Non ora, non qui

Fu un esordio folgorante, quasi vent’anni fa, quello di Erri De Luca con “Non ora, non qui” pubblicato nel 1989 da Feltrinelli.
Acclamato da critica e pubblico, il capolavoro dello scrittore napoletano è un flusso di pensieri, ricordi, riflessioni di un “io” protagonista che senza dubbio rimanda all’autore.
Non si sa quanta vita vissuta possa realmente esserci nelle profonde pagine di De Luca, ma l’immediatezza poetica con cui comunica stati d’animo, spesso di sofferenza e inadeguatezza, generano senso di partecipazione ed empatia nel lettore.
Sin dalle prime righe si evince il desiderio dell’io narrante di recuperare un rapporto con la madre, fatto di incomprensioni, frasi non dette, reso difficile da un’evidente balbuzie che renderà problematico il contatto con il mondo esterno.

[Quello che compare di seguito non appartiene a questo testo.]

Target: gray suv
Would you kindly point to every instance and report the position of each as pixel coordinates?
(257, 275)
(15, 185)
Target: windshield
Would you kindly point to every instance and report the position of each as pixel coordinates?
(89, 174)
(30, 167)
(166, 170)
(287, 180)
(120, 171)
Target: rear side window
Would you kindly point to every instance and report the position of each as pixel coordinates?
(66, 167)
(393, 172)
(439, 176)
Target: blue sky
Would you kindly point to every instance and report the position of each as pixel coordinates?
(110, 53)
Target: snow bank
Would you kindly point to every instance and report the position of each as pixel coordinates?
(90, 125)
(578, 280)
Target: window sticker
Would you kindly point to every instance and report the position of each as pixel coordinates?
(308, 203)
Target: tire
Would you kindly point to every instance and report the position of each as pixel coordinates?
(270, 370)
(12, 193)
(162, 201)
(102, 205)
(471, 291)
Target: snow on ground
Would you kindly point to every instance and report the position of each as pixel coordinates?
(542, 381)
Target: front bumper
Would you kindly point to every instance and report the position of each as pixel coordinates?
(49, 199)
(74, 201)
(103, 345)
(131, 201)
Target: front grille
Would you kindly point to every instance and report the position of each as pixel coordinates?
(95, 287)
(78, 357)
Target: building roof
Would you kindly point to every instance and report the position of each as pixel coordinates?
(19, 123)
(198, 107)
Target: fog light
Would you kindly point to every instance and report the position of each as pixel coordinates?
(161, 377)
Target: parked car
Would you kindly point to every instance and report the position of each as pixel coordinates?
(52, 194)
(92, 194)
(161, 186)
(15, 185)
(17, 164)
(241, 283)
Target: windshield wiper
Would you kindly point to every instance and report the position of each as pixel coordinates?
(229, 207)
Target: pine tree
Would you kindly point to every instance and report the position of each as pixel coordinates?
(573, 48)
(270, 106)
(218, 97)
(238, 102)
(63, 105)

Sullo sfondo una Napoli dai contorni sfocati, ma vista dagli occhi di chi la conosce bene: i vicoli illuminati da un sole pigro, la Villa Comunale in cui la mamma porta a giocare i figli, “la collina sopra Mergellina”, dove la famiglia del protagonista si trasferisce, segno di una stabilità economica raggiunta dopo gli stenti della guerra.
Toccanti le riflessioni sullo scorrere del tempo: quello interiore e quello storico; un tempo paragonato alle nuvole e ai fondi del caffé, un tempo che cambia le pose e mescola le forme.
Lo stile, asciutto, ma non per questo meno evocativo, si commenta con le parole dello stesso autore: “Parlare è percorrere un filo. Scrivere è possederlo”.